LEWISTON — Some kids wallowed. Some sank to the bottom of the pit and flopped onto their backs until their faces and clothes turned the color of coffee. And some made mud angels.

Because of the weight of the mud that quickly began to dry in the 80-degree heat, Shane Bergeron, 8, waddled Saturday when he finished the Geiger Elementary School obstacle course, called the Tough Gator Challenge.

But he walked toward the start.

“I want to do it five times,” he said of the 1½-mile course.

And he wasn’t alone.

Two hours after the challenge began — raising as much as $5,000 for the school’s parent-teacher association — some of children had completed eight laps, said parent Chip Groover, who came up with the idea with another father.

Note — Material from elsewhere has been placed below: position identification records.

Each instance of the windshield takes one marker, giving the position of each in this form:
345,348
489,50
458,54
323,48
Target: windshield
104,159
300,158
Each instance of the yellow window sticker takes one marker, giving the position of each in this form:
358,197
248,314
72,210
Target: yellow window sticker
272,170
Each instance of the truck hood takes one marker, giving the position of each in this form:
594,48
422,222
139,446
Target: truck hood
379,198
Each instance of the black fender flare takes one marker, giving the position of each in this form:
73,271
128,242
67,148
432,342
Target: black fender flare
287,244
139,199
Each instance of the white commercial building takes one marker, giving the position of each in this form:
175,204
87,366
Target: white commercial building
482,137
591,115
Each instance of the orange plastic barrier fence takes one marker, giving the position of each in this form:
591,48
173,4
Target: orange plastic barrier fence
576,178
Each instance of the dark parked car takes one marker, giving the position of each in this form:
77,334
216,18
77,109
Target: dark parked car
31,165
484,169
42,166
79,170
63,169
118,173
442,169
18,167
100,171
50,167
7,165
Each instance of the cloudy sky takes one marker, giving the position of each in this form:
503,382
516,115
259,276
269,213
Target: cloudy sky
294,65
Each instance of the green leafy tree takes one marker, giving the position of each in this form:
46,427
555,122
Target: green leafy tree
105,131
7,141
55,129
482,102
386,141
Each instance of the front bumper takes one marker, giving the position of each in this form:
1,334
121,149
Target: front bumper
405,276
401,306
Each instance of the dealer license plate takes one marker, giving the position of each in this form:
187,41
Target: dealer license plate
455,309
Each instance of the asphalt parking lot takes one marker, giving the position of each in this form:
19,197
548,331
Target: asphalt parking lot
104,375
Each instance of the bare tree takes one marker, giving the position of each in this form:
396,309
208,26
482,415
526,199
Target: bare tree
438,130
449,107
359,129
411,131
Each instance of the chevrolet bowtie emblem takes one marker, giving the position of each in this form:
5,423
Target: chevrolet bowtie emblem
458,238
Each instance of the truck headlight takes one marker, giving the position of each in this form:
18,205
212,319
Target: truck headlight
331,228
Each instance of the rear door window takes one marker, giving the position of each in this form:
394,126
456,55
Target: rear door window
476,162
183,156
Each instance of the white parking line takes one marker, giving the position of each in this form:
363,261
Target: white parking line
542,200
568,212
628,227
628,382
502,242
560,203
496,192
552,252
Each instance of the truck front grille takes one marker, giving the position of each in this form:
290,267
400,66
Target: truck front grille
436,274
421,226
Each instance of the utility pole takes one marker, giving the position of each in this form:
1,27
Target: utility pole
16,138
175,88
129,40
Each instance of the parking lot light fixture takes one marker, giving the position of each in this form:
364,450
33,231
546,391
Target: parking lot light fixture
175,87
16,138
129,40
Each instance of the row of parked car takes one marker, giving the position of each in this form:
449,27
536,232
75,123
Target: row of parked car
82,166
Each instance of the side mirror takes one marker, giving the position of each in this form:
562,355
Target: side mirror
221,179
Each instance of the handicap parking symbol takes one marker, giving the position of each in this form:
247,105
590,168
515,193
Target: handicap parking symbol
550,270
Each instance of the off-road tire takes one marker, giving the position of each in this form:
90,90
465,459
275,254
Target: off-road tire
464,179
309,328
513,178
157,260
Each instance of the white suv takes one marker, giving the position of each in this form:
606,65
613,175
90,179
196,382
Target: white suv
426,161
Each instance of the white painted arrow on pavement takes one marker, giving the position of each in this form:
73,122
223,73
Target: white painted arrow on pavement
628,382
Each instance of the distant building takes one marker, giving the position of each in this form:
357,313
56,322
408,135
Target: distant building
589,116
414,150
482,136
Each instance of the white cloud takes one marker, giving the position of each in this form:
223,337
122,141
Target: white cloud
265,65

They ran a course called “The Tough Mudder” in Vermont and wondered if they might create something similar. It would be fun, Groover figured. It could encourage fitness and teamwork, and it could raise money for the organization that helps fund field trips and visits to the school by authors and other speakers.

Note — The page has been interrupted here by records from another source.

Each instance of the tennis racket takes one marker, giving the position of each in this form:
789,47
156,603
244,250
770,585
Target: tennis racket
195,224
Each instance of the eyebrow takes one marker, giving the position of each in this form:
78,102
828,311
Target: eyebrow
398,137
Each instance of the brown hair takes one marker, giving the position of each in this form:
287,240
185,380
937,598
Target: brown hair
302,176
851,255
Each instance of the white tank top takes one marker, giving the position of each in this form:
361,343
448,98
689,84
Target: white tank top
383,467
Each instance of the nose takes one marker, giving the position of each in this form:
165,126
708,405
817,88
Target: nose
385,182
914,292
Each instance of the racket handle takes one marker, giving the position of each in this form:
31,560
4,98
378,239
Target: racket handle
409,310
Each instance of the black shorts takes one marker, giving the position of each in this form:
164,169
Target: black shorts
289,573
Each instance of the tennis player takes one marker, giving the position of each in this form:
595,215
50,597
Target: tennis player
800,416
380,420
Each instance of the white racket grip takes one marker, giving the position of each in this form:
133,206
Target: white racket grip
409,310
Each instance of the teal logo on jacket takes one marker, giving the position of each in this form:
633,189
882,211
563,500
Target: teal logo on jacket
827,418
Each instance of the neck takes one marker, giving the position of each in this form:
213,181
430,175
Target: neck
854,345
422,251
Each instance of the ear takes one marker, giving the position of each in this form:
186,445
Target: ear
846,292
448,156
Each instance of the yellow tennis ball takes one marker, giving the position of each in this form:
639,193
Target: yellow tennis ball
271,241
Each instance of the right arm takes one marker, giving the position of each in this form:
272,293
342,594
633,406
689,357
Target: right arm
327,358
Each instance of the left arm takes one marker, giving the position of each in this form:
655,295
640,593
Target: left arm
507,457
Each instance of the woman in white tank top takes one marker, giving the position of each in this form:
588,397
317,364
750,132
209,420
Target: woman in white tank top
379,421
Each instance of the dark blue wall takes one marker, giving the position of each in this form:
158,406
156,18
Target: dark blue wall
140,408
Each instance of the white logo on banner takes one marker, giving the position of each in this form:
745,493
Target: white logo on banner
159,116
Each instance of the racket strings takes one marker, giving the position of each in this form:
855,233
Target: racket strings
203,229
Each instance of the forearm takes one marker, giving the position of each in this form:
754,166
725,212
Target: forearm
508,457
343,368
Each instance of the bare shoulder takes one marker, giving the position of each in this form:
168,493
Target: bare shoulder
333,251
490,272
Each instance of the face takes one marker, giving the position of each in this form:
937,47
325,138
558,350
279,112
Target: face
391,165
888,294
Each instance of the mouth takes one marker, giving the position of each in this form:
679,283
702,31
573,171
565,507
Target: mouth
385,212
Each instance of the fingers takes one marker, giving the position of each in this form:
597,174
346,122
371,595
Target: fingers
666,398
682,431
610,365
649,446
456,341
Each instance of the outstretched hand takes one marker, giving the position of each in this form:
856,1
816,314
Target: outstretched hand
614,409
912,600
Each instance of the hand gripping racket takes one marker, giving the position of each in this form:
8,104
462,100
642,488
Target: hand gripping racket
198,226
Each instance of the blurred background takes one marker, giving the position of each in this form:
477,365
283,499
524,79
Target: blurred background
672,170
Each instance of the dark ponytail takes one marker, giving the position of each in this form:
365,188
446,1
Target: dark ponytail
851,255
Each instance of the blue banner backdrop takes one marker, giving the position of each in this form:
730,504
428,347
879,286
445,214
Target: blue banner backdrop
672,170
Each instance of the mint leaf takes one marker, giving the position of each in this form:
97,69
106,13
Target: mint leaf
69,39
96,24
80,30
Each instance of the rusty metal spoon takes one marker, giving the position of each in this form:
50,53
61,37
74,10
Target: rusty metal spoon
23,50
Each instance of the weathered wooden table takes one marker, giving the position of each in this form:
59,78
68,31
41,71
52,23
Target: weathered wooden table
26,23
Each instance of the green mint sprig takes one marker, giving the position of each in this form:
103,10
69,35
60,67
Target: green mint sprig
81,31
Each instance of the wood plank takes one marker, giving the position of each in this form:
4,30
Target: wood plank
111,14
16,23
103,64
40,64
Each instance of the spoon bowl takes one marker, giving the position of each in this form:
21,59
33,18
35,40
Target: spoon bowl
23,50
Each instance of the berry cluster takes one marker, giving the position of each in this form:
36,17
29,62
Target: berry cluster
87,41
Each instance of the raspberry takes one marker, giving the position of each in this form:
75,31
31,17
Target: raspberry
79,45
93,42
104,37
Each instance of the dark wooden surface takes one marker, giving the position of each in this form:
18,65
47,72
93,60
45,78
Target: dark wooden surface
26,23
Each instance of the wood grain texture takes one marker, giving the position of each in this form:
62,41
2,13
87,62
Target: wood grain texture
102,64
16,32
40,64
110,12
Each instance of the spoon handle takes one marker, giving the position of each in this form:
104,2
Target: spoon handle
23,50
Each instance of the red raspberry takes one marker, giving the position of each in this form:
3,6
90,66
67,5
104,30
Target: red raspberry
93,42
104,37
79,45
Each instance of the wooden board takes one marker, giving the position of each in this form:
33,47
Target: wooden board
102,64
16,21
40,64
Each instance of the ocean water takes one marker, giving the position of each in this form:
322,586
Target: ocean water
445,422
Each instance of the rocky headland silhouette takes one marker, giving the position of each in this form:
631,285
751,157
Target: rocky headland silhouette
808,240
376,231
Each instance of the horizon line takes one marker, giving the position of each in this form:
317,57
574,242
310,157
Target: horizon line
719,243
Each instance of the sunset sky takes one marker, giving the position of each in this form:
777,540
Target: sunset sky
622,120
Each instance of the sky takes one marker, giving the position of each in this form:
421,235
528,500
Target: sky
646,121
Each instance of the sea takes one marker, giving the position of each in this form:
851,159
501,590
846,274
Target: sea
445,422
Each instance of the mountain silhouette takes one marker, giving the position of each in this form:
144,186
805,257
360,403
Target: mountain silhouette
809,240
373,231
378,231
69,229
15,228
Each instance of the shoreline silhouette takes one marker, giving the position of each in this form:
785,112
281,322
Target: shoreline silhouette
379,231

The planning began in September, lining up sponsors and materials and in-kind donations. Construction on the course began in April.

Parents mowed grass and cleared trees around the College Road school. They built bridges and balance beams, tunnels and walls.

A contractor donated time and equipment to build the pit. Then, city firefighters came and gave it some water for the mud.

On Friday, about 15 teachers ran the course while the school’s student body cheered. Saturday was everyone else’s chance.

About 220 people preregistered, promising $5 each to run the course. At least 250 more signed up at the school, paying $7 each, Groover said.

About 100 volunteers watched over each piece of the track, from the brook jumps and tunnel squeezes to the mud pit and the last stop, a rinsing Slip-and-Slide run.

“It’s a good workout,’ said Shane’s dad, Lewiston firefighter Kevin Bergeron, covered in mud after a second and final run. Shane’s brother, 11-year-old Spencer, also ran it twice, doing his best to walk through the mud pit.

One unforeseen hazard was a growing collection of shoes that had been mired and abandoned at the bottom of the pit.

They tripped up a few challenge runners.

But no one was hurt, said Groover, who started each run by addressing children and adults on a bullhorn.

“I don’t care how fast you are!” his voice boomed. “It’s not a race. It’s a challenge!”

The starters repeated each cheer: “I’m going to help my fellow gators! Tough Gators! Tough Gators!”